The database is the master central controller of your workflow and operations. Whenever you ask for a worklist of cases that haven’t been read or are searching for a case, the database is the one answering your questions. Databases store lots of data (although not the actual images) and need space, too. If a database system runs out of space, your system will stop dead in its tracks. This is readily solved with automated active monitoring but it still seems be a frequent failure that bites the unwary. Databases need space, too.
1. Hardware failures.
In a recent survey of database professionals regarding failures in the server room, hardware failures led the causes with 49% of the reason for unplanned outages over the past year. (Seehttp://www.dmreview.com/editorial/newsletter_article.cfm?articleId=1061….) The cost of redundant servers has become very inexpensive, especially compared to the damage done to your department’s credibility during a downtime. A loaded enterprise server with dual power supply, dual core processor server costs only $3,000 - $5,000. If you look at the cost of the system, the cost for system redundancy is very minimal. Vendors still don’t take full advantage of modern IT principles in fault tolerance and could benefit from selling that as part of their standard configuration.
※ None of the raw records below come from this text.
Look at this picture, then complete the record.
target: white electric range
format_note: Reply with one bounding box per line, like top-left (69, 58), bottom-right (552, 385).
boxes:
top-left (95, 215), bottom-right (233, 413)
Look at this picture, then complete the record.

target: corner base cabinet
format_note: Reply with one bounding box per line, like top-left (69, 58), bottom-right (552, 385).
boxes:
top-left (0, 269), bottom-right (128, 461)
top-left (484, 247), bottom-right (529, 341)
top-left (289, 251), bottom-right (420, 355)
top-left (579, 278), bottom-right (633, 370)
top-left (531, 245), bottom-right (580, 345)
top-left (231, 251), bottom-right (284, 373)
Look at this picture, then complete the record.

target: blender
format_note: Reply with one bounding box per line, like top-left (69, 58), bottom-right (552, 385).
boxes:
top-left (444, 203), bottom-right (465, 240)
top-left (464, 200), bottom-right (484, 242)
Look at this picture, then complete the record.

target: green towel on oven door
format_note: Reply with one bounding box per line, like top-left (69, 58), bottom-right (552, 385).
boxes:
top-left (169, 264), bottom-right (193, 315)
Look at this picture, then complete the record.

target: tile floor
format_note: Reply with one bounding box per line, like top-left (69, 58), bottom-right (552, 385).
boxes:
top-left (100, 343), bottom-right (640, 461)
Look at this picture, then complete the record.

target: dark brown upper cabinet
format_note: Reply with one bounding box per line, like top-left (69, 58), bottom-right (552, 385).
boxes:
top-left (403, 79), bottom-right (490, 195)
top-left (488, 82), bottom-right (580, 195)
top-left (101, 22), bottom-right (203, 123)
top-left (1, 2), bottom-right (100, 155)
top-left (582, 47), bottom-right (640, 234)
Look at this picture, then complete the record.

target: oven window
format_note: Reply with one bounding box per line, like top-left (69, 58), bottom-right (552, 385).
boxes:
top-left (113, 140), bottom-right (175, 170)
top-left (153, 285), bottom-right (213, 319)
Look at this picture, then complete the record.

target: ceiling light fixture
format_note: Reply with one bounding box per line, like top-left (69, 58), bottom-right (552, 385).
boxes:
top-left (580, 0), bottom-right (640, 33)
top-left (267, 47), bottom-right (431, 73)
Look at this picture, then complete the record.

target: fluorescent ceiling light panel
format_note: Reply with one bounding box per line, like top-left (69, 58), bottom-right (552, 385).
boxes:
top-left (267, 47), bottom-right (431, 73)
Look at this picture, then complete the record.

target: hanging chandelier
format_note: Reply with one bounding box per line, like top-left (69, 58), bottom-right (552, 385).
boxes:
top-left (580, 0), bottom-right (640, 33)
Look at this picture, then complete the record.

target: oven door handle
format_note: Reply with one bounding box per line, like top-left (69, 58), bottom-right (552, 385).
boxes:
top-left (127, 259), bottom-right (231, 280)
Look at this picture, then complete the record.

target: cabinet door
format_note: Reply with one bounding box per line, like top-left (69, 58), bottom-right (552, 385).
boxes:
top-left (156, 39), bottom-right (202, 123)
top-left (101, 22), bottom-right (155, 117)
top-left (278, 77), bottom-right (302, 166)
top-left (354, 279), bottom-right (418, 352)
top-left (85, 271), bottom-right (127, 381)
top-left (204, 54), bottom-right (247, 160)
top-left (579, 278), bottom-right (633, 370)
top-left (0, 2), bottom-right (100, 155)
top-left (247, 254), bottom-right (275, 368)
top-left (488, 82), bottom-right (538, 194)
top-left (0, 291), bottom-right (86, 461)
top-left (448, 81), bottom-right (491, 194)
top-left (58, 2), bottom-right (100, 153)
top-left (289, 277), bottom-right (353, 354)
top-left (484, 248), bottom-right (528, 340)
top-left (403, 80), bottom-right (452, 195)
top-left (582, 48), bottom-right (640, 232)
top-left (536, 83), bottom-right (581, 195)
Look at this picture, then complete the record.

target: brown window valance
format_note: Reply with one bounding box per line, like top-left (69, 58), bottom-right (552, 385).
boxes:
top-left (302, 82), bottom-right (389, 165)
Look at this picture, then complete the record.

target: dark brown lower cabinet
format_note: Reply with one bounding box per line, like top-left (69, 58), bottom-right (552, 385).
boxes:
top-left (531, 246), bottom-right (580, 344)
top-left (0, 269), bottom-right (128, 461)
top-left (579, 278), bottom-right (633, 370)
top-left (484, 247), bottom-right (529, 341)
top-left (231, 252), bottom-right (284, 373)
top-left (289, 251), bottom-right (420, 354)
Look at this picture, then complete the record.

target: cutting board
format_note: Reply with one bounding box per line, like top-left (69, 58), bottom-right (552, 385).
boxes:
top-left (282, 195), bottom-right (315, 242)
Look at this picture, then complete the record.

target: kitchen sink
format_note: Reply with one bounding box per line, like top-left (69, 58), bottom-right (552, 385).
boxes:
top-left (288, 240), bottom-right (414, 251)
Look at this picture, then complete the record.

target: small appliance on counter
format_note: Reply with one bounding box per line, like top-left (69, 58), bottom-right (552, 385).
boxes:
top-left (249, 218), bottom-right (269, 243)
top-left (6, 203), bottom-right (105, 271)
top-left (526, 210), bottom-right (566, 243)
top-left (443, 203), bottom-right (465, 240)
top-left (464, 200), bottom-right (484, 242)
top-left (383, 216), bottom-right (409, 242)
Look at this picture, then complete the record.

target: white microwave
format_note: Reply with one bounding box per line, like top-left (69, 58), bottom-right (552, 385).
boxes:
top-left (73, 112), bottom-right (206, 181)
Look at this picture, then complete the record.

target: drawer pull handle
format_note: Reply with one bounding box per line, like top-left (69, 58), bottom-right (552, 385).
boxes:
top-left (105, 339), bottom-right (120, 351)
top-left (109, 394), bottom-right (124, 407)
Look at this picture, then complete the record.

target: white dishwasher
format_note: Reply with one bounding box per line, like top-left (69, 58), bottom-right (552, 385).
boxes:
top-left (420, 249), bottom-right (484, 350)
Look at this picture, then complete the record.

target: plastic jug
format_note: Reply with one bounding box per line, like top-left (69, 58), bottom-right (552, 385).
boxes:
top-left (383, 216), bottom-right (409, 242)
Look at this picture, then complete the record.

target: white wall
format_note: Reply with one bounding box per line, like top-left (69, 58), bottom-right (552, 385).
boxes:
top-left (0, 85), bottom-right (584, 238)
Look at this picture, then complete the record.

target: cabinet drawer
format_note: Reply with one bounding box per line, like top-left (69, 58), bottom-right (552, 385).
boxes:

The simple fact is the vast majority of failures are likely attributed to poor systems management that is avoidable and doesn’t have to cost much to implement, sometimes nothing at all. The best thing you can do to prevent a failure is to keep a watchful eye on your system and keep open lines of communication with both your users and your IT department. Hardware failures are almost always preceded by many error messages on the system. The question is, are you listening? It’s far easier to recover from the warning tremors of a failure than a complete failure.